Selbst nach einer gerichtlichen Aufhebung der Befragung und einer äußerst positiven Bewertung eines schweizer Verkehrsplaners behaupteten einige Gruppierungen weiterhin, die Verlängerung sei von der Bevölkerung nicht gewollt, die Linie nicht notwendig oder die Auswirkungen auf die Umwelt seinen nicht tragbar.

Doch FAHRGAST und die Pro-6er-Bügerinitiativen betrieben weiter unablässig Lobbying und erreichten schlussendlich sogar, dass die Frage nach der Verlängerung zum Kernthema bei den Gemeinderatswahlen 2003 wurde.

Schließlich sei auch noch der Grazer Verkehrsstadtrat Gerhard Rüsch erwähnt, der den Langen Sechser letztendlich durch den Gemeinderat brachte und somit die Bemühungen aller Aktivisten endlich belohnte.

Zukunft

Ein derart wichtiges Projekt stellt in Graz natürlich auch ein Signal dar, dass die Stadt Graz aktiv an der Verbesserung des Öffentlichen Verkehrs arbeiten will. Seitens des Amtes für Verkehrsplanung gibt es zahllose spruchreife Straßenbahnprojekte, die aufgrund der positiven Erfahrungen mit den letzten drei Verlängerungen ehebaldigst realisiert werden sollten.

Sonntag, 19. August 2007

Tafeln für den Ersatzverkehr

FAHRGAST hat einen großen Erfolg zu verbuchen: Bei Schienenersatzverkehren weigerten sich die GVB bekanntlich beständig, Routentafeln anzufertigen. FAHRGAST produzierte daher auf eigene Rechnung Routentafeln für die Ersatzbuslinien 36, 36E und SE5.

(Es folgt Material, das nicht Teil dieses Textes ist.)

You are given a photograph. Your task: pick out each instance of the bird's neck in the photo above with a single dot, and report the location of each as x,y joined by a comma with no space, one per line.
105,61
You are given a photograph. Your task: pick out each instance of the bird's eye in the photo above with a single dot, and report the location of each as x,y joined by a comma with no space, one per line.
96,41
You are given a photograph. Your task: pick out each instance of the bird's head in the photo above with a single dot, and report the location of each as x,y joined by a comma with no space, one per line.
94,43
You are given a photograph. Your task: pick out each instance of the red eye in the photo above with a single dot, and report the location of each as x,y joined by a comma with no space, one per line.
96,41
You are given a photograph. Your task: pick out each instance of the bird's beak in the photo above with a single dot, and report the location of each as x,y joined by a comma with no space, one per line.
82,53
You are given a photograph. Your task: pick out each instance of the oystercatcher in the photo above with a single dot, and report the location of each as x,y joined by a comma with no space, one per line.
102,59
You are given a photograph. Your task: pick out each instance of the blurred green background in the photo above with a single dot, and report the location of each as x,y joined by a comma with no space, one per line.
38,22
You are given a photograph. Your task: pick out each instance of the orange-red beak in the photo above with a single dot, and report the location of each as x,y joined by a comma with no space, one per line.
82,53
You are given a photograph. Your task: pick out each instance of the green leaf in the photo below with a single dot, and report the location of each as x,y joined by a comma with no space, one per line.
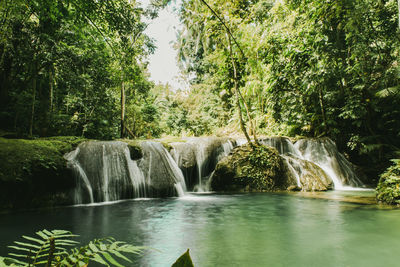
184,261
111,259
34,239
42,235
99,259
93,247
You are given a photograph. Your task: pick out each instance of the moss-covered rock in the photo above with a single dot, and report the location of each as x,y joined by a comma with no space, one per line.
134,148
33,173
388,190
247,169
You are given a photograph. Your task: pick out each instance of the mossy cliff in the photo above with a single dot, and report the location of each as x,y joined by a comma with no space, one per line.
250,169
388,190
33,173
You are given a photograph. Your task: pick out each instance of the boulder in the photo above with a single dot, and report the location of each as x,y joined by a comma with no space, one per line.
247,169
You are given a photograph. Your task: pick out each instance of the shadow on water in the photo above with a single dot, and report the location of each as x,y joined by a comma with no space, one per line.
260,229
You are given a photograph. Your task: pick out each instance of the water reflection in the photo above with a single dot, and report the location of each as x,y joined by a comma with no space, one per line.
231,230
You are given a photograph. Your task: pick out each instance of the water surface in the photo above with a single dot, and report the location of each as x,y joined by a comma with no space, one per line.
232,230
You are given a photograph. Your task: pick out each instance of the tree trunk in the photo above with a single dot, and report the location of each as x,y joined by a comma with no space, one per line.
321,103
237,93
51,88
33,103
398,6
122,109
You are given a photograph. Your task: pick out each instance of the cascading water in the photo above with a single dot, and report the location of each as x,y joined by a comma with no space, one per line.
324,153
106,172
162,174
197,158
315,164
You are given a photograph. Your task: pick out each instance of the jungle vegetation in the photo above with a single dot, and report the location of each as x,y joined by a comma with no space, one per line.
303,68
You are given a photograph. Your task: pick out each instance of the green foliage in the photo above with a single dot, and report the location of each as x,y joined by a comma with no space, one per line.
249,168
184,261
34,172
63,64
388,190
50,248
313,68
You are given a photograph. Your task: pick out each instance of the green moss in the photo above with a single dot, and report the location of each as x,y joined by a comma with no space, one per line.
247,169
388,190
165,141
33,173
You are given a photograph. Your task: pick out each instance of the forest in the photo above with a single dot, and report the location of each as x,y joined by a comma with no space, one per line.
291,120
302,68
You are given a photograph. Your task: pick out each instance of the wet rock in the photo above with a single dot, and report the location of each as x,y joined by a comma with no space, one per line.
247,169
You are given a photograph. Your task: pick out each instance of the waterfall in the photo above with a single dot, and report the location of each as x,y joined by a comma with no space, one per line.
105,172
314,164
197,158
323,152
162,174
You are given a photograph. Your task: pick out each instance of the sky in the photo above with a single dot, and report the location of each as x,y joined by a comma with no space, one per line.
163,67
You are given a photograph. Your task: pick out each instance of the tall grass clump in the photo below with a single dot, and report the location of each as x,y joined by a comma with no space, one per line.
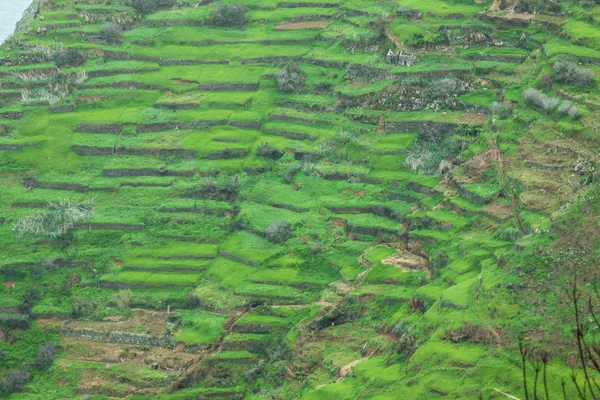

Die laminierten A3-Bogen zum Stückpreis von nur 1 Euro wurden an den GVB-Direktor übergeben und eine Woche später hatten die GVB sämtliche Ersatzbusse mit eigens nachproduzierten Tafeln ausgestattet. Sehr positiv dabei war, dass die meisten FAHRGAST-Anregungen in die Tafeln eingflossen sind.

FAHRGAST hofft, dass auch bei zukünftigen Ersatzverkehren auf diese einfache und kostengünstige Lösung zurückgegriffen wird.

Freitag, 20. Juli 2007

Graz: 12-Minuten-Intervall in den Ferien

Bis auf zwei Linien (30 und 77) gibt es in Graz während des Normalfahrplanes keine Linie mit einem 12-Minuten-Takt untertags mehr. Das hat gute Gründe, denn 12-Minuten-Takte bieten überhaupt keine Merkbarkeit bei gleichzeitig nur minimal besserem Angebot als ein Viertelstundentakt.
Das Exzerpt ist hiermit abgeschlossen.